Title="Audio Recorder Sample" Height="159" Width="525">
<Grid>
<StackPanel>
<StackPanel Orientation="Horizontal">
<Label Content="Seconds to Record: " />
<Label Content="{Binding ElementName=RecordForTimeSpan, Path=Value}" />
</StackPanel>
<Slider Name="RecordForTimeSpan" Minimum="1" Maximum="25" IsSnapToTickEnabled="True" />
<StackPanel Orientation="Horizontal" HorizontalAlignment="Center">
<Button Content="Record" Height="50" Width="100" Name="RecordButton" />
<Button Content="Play" Height="50" Width="100" Name="PlayButton" />
</StackPanel>
<MediaElement Name="audioPlayer" />
</StackPanel>
</Grid>
</Window>
For each button, we'll want to create a click event. Go to the properties window (F4), select the RecordButton, select the Events tab, and double click on the Click event to create the RecordButton_Click event. Do the same for the Play Button so we have the PlayButton_Click event wired up as well
The first task is to add in the Kinect Audio library:
C#
using Microsoft.Research.Kinect.Audio;
Visual Basic
Imports Microsoft.Research.Kinect.Audio
There are two ways we can record audio. You can record audio synchronously, meaning that the UI thread will in effect be “frozen” while we record audio using it. Alternatively, you can record audio on a separate thread so that the UI thread remains responsive to events while the recording happens in parallel. Our sample includes both methods so you can choose which one is required for your application.
We’ll build variables to hold the amount of time we’ll record, the file name of the recording, and to enable asynchronous recording, we’ll use the FinishedRecording event to notify the UI thread that we're done recording:
C#
double _amountOfTimeToRecord; string _lastRecordedFileName; private event RoutedEventHandler FinishedRecording;
Visual Basic
Private _amountOfTimeToRecord As Double Private _lastRecordedFileName As String Private Event FinishedRecording As RoutedEventHandler
Next we’ll create the RecordAudio method that will do the actual audio recording.
C#
private void RecordAudio()
{
}
Visual Basic
Private Sub RecordAudio() End Sub
To create threads, we'll add in the System.Threading namespace:
C#
using System.Threading;
Visual Basic
Imports System.Threading
Now we'll create the thread and do some simple end-user management in the RecordButton_Click event. First we'll disable the two buttons, record the audio, and create a unique file name.

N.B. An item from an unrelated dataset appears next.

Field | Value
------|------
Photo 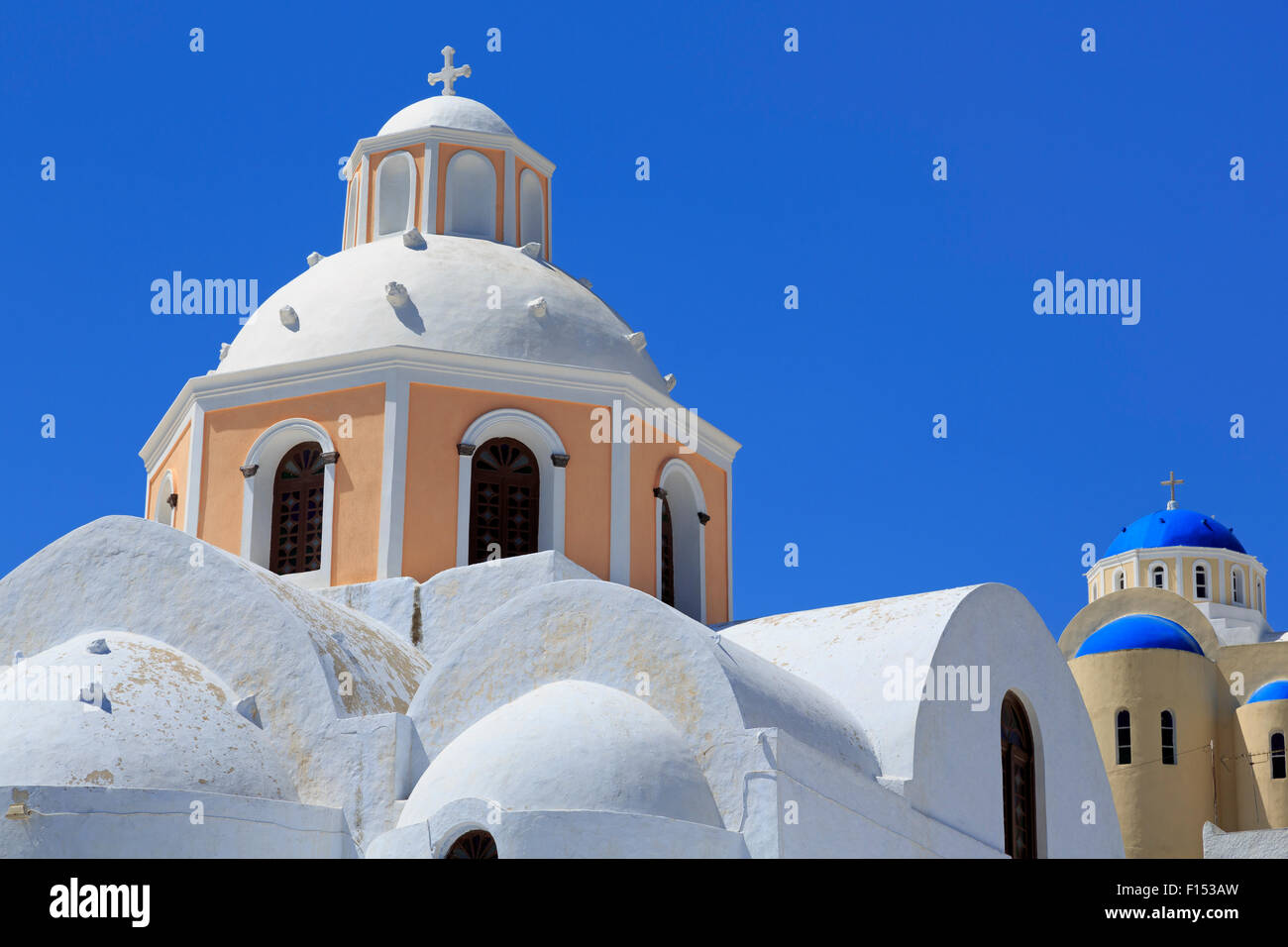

Then we have the option of calling the RecordAudio method either synchronously or asynchronously as shown below:
‘C#
private void RecordButton_Click(object sender, RoutedEventArgs e)
{
RecordButton.IsEnabled = false;
PlayButton.IsEnabled = false;
_amountOfTimeToRecord = RecordForTimeSpan.Value;
_lastRecordedFileName = DateTime.Now.ToString("yyyyMMddHHmmss") + "_wav.wav";
var t = new Thread(new ThreadStart(RecordAudio));
t.SetApartmentState(ApartmentState.MTA);
t.Start();
}
Visual Basic
Private Sub RecordButton_Click(ByVal sender As Object, ByVal e As RoutedEventArgs)
RecordButton.IsEnabled = False
PlayButton.IsEnabled = False
_amountOfTimeToRecord = RecordForTimeSpan.Value
_lastRecordedFileName = Date.Now.ToString("yyyyMMddHHmmss") & "_wav.wav"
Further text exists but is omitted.